If you can help it, take your car out from time to time for a ride even if it’s just for short distances, and then return it to storage. This will help reduce rust and keep the braking system in good shape. If you can’t walk your dog because you’re not around, there’s always a trusty friend or neighbor who can help you out, right?
2. Worn Out Brakes and Shims
The grinding noise your brakes make when you press on your brake pedal is an indication that your brakes or shims are worn down. At this point, the absence of pad materials in the brake will force the pads and rotors to grind against each other, metal to metal. You will need to replace the brakes at once or risk greater expenses that will require you to also replace your car’s CPR (calipers pads and rotors).

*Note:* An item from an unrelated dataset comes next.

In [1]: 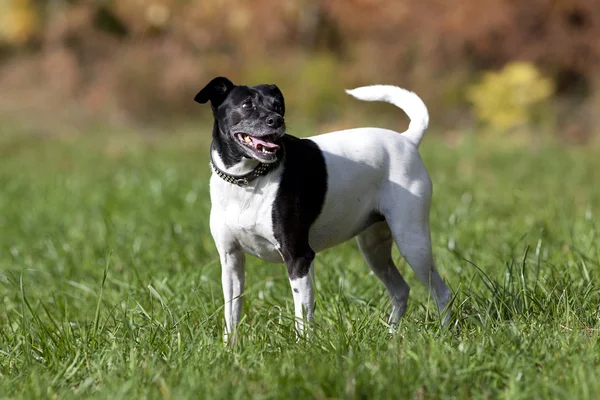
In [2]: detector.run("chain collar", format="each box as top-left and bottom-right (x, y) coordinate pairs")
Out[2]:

3. Insufficient Lubrication of Braking System
Moving mechanical parts need to be properly lubricated to function optimally. Insufficient Lubrication of braking parts like the caliper bolts will cause your brakes to make grinding noises. If this is the case, you will need to replace and lubricate the bolts.
4. Low-Quality Braking Parts
Choosing to purchase low-quality replacement brake pads may seem like a win-win at first, but it may cost you significantly more in the long run, expenses you didn’t “bargain” for. It’s always smarter to avoid low-quality brake pads and save your vehicle and your wallet from avoidable expenses in the future.

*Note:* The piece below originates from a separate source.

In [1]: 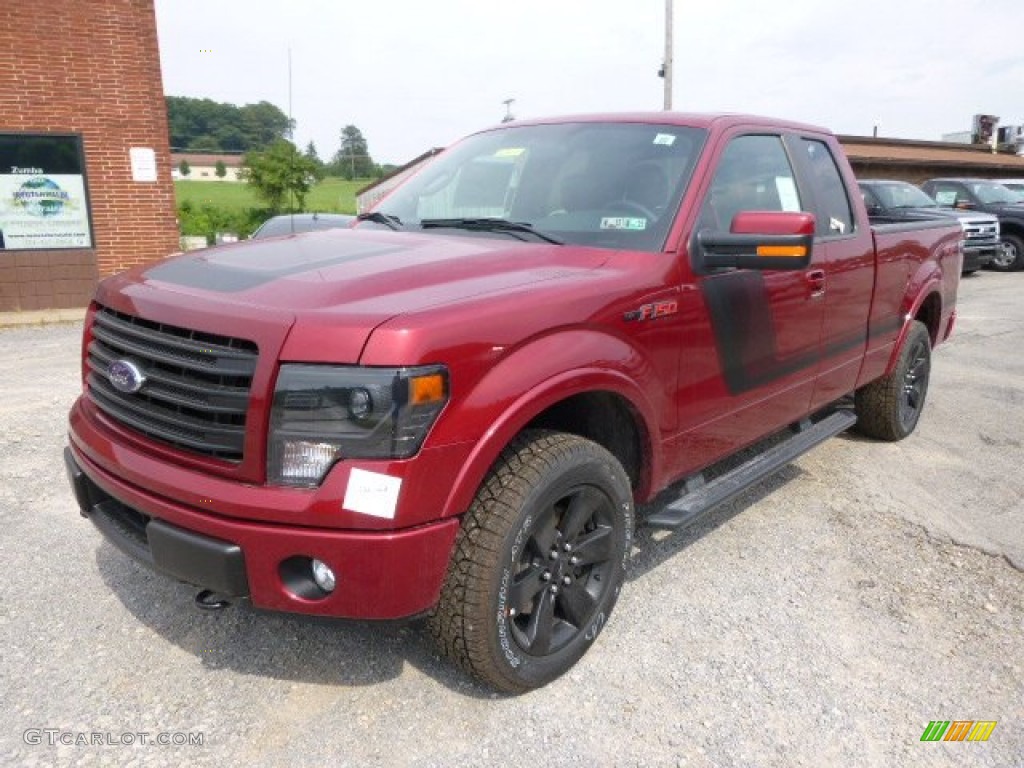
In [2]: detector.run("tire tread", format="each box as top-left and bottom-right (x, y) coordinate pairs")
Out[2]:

Braking components are constantly exposed to all sorts of detritus on the road. These litters and potential clogs like debris, gravels, mud, dirt, and water could get stuck between the rotor and calipers causing grinding noises. It’s important to have it checked and taken care of right away to avoid more damages.
In the long run, it’s isn’t more convenient to put off taking your car in for repairs the moment you’re hearing grinding noises from the brakes. Your safety and that of your passengers are even more important than the possibility of spending more on avoidable repairs in the future. Avoid driving cars with compromised brakes until the severity of the damage is determined and fixed.
The grinding noise won’t go away; it will only get worse. In time, the noises will graduate from grinding to thumping as the worn-out shims spiral into other issues compounding your problem. You will spend more on repairs if you eventually have to replace the CPR (calipers, pads, and rotors) of your car. Talk to your automobile mechanic as soon as possible.